Dunluce is located on a precarious spot, at the edge of a basalt outcropping between the coastal towns of Portrush and Portballintrae.
A small town actually grew up around the castle during the 17th century.
In recent years, archaeologists discovered medieval pottery that points to an earlier community of people living outside the castle’s main gates.
Dunluce Castle is open every day from 10 a.m. to 5 p.m. except on Dec. 25th and 26th. You can purchase tickets when you arrive at the attraction.
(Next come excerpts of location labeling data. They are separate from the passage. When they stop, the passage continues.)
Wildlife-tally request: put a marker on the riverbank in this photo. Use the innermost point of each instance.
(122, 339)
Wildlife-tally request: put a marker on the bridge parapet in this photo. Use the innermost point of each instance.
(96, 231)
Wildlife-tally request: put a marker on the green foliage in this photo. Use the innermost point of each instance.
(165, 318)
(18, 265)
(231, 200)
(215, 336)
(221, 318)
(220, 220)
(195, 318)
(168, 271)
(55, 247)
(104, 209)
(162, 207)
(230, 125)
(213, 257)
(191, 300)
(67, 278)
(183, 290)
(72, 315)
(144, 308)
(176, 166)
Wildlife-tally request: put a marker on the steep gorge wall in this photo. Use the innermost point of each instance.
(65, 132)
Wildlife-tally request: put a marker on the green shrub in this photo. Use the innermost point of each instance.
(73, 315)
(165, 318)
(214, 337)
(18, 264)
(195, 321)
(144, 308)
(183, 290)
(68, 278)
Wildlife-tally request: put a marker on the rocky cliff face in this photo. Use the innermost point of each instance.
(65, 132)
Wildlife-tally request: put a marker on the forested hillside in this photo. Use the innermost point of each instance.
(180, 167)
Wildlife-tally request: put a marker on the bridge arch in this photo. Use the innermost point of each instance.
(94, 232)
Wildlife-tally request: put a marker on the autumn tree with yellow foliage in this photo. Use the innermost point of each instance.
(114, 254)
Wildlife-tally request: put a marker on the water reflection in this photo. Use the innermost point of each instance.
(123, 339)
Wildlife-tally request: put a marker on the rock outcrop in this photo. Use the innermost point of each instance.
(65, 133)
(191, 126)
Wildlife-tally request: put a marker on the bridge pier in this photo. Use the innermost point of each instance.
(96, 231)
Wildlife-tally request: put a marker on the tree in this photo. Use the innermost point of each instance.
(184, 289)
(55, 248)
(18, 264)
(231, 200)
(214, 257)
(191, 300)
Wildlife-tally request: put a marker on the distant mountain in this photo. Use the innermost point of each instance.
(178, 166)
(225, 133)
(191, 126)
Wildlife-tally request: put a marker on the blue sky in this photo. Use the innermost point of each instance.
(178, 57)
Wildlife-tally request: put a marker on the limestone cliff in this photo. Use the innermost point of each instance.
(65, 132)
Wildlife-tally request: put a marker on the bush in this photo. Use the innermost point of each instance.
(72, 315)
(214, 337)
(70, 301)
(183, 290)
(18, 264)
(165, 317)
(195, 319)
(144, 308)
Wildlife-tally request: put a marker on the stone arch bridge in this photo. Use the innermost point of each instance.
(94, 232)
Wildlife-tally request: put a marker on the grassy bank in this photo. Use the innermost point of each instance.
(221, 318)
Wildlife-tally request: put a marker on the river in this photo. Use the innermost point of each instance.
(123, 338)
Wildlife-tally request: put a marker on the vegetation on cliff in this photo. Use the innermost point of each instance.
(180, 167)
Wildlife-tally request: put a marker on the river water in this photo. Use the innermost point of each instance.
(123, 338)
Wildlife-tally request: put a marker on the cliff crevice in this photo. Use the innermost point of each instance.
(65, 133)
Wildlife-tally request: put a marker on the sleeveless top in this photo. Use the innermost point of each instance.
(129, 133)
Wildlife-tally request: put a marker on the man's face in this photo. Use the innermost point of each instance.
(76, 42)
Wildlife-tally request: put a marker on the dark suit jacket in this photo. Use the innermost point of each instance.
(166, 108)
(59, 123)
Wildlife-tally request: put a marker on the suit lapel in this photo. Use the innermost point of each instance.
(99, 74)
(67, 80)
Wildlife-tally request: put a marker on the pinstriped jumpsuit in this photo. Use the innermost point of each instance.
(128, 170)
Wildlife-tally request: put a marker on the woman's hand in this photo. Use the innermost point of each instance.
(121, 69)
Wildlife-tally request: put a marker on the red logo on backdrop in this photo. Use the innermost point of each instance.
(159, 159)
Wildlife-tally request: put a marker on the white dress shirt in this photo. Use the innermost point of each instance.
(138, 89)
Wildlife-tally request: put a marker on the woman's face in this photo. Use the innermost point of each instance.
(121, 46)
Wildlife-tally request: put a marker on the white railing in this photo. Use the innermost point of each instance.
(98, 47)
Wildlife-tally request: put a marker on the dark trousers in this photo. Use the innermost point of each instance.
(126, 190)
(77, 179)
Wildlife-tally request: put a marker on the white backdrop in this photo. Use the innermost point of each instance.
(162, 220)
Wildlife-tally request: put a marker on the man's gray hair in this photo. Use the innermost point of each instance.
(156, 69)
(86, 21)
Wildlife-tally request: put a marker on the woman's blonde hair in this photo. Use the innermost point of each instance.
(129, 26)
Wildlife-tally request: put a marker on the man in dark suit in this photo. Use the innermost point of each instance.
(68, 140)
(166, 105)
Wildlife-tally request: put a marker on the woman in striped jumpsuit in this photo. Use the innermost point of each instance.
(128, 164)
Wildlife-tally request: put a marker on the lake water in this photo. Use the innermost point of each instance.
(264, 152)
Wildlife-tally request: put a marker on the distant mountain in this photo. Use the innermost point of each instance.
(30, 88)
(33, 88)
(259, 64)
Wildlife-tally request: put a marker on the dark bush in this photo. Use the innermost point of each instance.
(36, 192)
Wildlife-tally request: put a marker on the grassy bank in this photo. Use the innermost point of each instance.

Experience the Beauty of Falcarragh in Northwest Donegal
While driving through Donegal, don’t miss the Irish-speaking area in the northwest of the county known as Falcarragh.
Donegal border collie Iggy and her owner James O’Donnell, a photographer, call this area home and highlight the region’s special attractions on a daily basis through their massive following on Facebook and Instagram.
Located about 23 miles (38 km) from Letterkenny and 45 miles (72 km) from Derry in Northern Ireland, this strikingly beautiful spot is blessed with glorious mountains to one side and untouched beaches and bays on the other.
Tory Island and Inisbofin (not to be confused with the island of the same name off County Galway) are just a hop and a skip away and, you should check those destinations out as well.
Together with its glorious scenery, there’s a ton of history and heritage packed into this region, including tombs, castles, and other artifacts dating back thousands of years ago.
The Derryveagh mountain range includes Muckish and Errigal Mountain, its tallest peak.
O’Donnell frequently climbs the peak with Iggy and from the top, you’ll get some amazing views of the valleys below as well as the Donegal coast.
The trail is a tad challenging but nonetheless manageable, says O’Donnell. Wear boots and suitable clothing, and bring water and nutritious snacks with you.
Falcarragh is also known for its pristine beaches, including the “Green Coast” beach called Drumnatinney located along the shores of Ballyness Bay and known locally as the Back Strand.
Iggy has been photographed on the beach plenty of times. At sunset, it’s particularly beautiful.
The area around the beach is a Special Area of Conservation.
Magheroarty Beach is another one of O’Donnell’s favorite destinations. The nearby pier is where you can catch the ferry to Tory Island.
You can get to Tory Island year-round from Magheroarty on the “Queen of Aran” passenger boat, owned by the Arranmore Ferry. The journey takes about 45 minutes.
Download the Tory Ferry app to check on the ferry schedule.
View the Night Sky from Cork’s Blackrock Castle
While Blarney Castle is sure to be on every tourist’s itinerary, Blackrock Castle, only 20 minutes away, is not nearly as well-known.
The castle, which is located on the banks of the River Lee, was originally built in 1582 as a fortification to “repel pirates and other invaders” and later in 1600, a round tower was constructed to add an additional level of defense.
Over the years, the castle was used for a variety of reasons, and in 2001, the Cork City Council acquired it, turning it into a museum and observatory.
Today, the award-winning science and discovery center is known as the Cork Institute of Technology (CIT) Blackrock Castle Observatory the Space for Science.
Visitors love the combination of outer space exploration and ancient Irish history that make this place unique.
There are several interesting exhibits to see, including Cosmos at the Castle, Journeys of Exploration, and more. It is also home to The Comet Chaser, Ireland’s first interactive theater that includes a cool space game.
To see areas of the building that still remain as a castle, there are “Behind the Scenes” guided tours available for visitors.